Vor dem Hintergrund der wachsenden Bevölkerungsdichte stellt die Mobilität im städtischen Raum eine der größten Herausforderungen dar. Zunehmende CO2-Emissionen, Wohnungsmangel und die Unzulänglichkeit der herkömmlichen Transportsysteme erfordern neue Lösungen bei der individuellen Fahrzeugnutzung. Als eine Lösung im neuen Modell der Städteentwicklung zeichnet sich Shared Mobility ab. Obwohl das Angebot an Elektrorollern auf dem Markt sehr gute Zukunftsaussichten hat, bietet es derzeit keine Möglichkeiten für das neue Konzept der Shared Mobility und die demographische Situation mancher Innenstädte. Das durch das Programm Portugal 2020 geförderte Projekt Mobinext begegnet dieser Herausforderung. Das Ziel: die Entwicklung eines neuen Elektroroller-Modells für Shared Mobility in Innenstädten.

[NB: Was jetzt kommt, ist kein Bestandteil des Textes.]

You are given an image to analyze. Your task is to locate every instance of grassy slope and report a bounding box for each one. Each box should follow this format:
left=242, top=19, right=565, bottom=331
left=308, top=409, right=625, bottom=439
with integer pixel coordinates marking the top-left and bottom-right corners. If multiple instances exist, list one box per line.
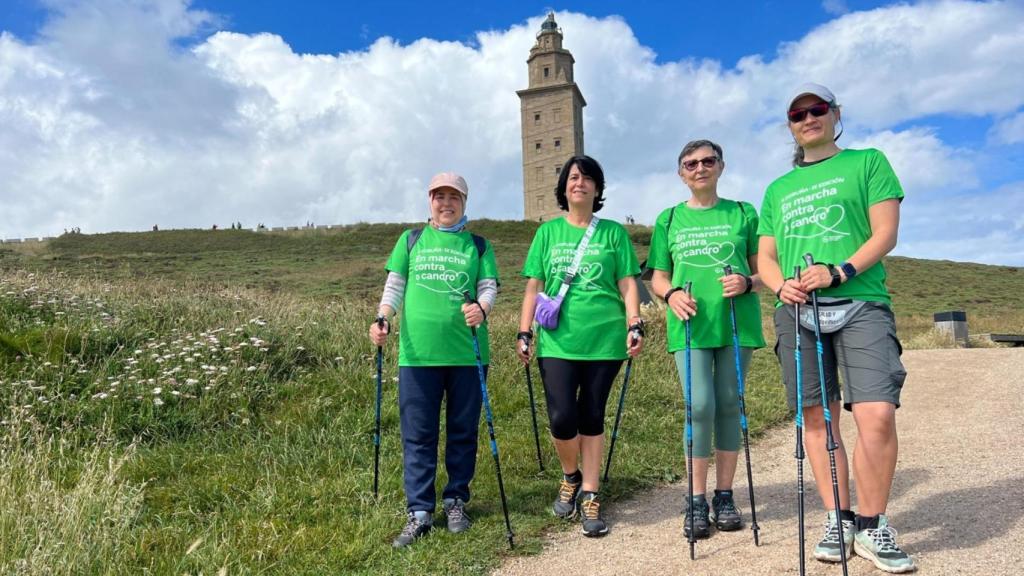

Im Rahmen des Projekts arbeiten portugiesische Unternehmen und Forschungszentren wie AJP, Almadesign, CEiiA, CITNM und Wyze zusammen. Basierend auf portugiesischem Know-how wollen sie einen neuartigen Elektroroller entwickeln, der besser an die Herausforderungen unserer Innenstädte angepasst ist. Die Projektpartner planen die Entwicklung eines ultraleichten Elektrorollers mit innovativer Konstruktion und Design, einer neuen Antriebsintegration sowie einem Konnektivitätsmodul. Das Gerät soll ergonomische Grundsätze besser umsetzen und eine bessere, einfachere und sicherere Interaktion zwischen Mensch und Maschine ermöglichen. Für das Mobility Sharing wird die Arbeitsgruppe zudem eine neue Plattform entwickeln, die mithilfe von KI und IoT-Technologien Konnektivität und Integration verbessern und den Betrieb optimieren soll.
Die Arbeitsgruppe
Das Unternehmen AJP ist auf die Gestaltung, die Herstellung und den Vertrieb von Motorrädern spezialisiert. Derzeit ist AJP der einzige portugiesische Motorradhersteller. Das Unternehmen steht für Kreativität und technologische Innovation bei der Entwicklung neuer Motorradmodelle. Von Beginn an sind diese Werte Teil des Markenkerns gewesen. Beim Projekt Mobinext ist AJP ist federführend und stellt die erforderlichen Kompetenzen für die Gestaltung und Herstellung der Rollerkomponenten zur Verfügung.
Almadesign konzentriert sich auf die designbasierte Förderung von Innovationen. Das Unternehmen bringt so Menschen, Fähigkeiten und Fertigkeiten zusammen. Die Schwerpunkte liegen dabei auf technologiebasierter Entwicklung, nutzerorientierten Verkehrslösungen (in der Luft, auf der Straße und zu Wasser), industriellen Anlagen, elektronischen Geräten, Möbeldesign und Innenausstattung. Im Rahmen des Projekts Mobinext verantwortet Almadesign die Gesamtgestaltung des Rollers sowie die Öffentlichkeitsarbeit für die Neuentwicklungen.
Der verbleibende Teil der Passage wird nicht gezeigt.